At a panel discussion, "India's Indie Film Future - Questions and Concerns : A Filmmakers' Forum", directors like Goutam Ghose, Kaushik Ganguly, Aniruddha Roy Chowdhury, Suman Mukhopadhyay and Onir questioned the role of the state in promoting cinema.
They asked why independent cinema was not considered a part of art and culture of India and discussed ways to nurture quality cinema with the help of enterprising sponsors.
The filmmakers said "exhibition was the biggest challenge despite the fact that Indian cinema always had a strong regional presence". The national awards were proof of the power of regional cinema. The filmmakers wanted to know "how mainstream industry like Bollywood and Tollywood planned to accommodate flegling moviemakers".
Onir, known for his path-breaking movie, "My Brother Nikhil", which dealt with the menace of AIDS, said reaching the audience with "one's movies was tough as they are constantly being made to believe that cinema is entertainment and nothing more than that".
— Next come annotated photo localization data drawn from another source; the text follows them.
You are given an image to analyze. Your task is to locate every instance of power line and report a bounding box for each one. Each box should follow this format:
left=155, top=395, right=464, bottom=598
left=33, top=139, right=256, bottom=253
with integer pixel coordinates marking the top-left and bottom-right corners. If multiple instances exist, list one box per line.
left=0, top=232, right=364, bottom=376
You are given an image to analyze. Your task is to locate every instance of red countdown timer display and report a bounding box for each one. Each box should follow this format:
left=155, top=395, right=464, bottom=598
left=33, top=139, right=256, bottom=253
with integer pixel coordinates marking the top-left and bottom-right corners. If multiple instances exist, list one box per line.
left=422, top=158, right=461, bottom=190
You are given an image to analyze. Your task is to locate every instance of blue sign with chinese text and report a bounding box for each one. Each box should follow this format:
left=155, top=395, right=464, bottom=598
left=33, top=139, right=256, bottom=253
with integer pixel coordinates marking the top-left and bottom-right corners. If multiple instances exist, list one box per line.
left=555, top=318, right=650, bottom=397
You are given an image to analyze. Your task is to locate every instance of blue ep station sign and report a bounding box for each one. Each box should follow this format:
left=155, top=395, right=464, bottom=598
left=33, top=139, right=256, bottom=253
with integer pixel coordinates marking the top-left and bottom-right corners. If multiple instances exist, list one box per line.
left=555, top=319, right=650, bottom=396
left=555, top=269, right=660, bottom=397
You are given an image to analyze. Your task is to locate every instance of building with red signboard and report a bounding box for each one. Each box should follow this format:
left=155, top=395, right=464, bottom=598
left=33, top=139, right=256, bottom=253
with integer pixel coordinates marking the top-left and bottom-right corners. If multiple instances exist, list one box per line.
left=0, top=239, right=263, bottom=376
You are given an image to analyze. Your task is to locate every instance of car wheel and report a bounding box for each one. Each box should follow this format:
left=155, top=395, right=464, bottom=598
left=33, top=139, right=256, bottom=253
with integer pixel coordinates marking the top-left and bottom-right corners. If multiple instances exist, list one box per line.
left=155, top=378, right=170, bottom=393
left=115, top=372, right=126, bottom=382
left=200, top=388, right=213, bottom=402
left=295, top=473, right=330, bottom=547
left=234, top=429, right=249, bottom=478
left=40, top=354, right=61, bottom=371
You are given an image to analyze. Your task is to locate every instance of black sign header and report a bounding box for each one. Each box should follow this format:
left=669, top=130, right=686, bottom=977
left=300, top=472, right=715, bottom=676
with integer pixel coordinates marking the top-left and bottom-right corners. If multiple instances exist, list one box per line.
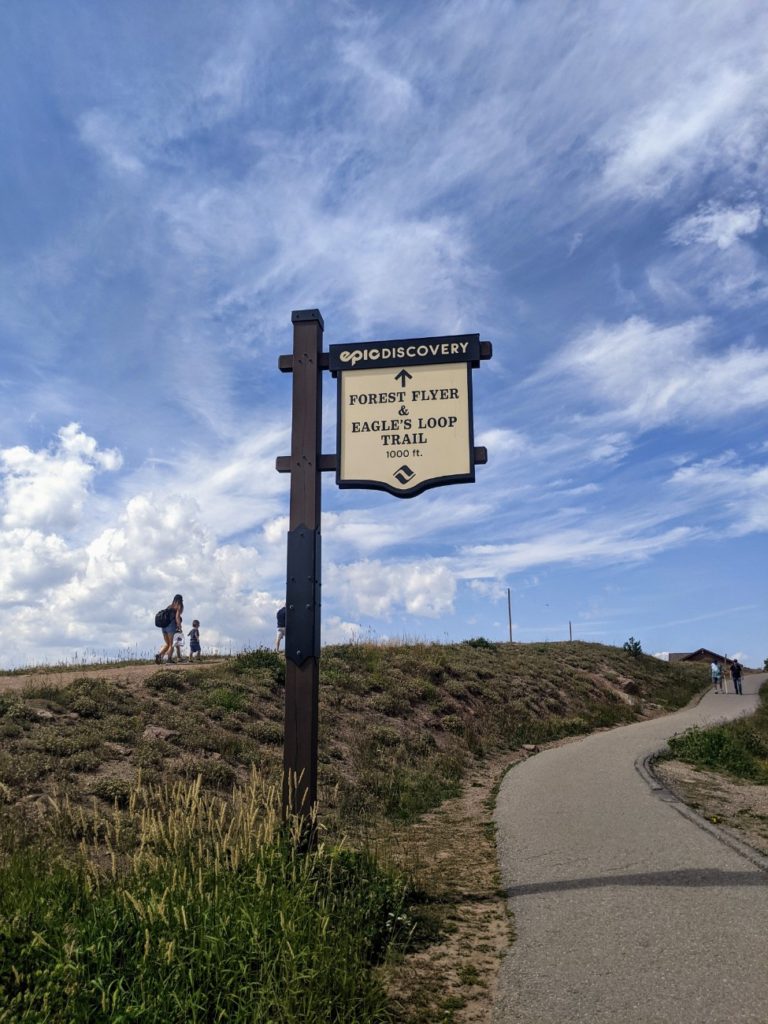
left=329, top=334, right=480, bottom=373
A petition by Onir demanding the government support independent filmmakers has turned into a movement backed by 50 of them across the country and with nearly 20,000 signatories.
The petition, "Save Indie Cinema" that was made accessible to movie enthusiasts at the festival says "as the country celebrates 100 years of cinema, the petitioners want to bring to your notice how the new wave Indie cinema is under threat".
"Among the various challenges that we face as Indie filmmakers, the biggest is that of exhibition. The multiplexes which were given tax benefits to promote small budget content films have been in fact been instrumental in destroying small cinema by only playing box office game".
The petition says "high ticket pricing that is inappropriate for small budget films, inadequate number of shows and odd show timings further destroy the possibility of Indie cinema to have any proper chance at being viewed".
"It defies logic that a Rs.150 crore film and a Rs.1.5 crore film are priced by the multiplexes in the same manner," the petition said.
The petition, while "applauding the Rs.300 crore spent on reviving archival movies by the government", lists 10 recommendations for better display space for independent movies and more financial benefits for award-winning filmmakers.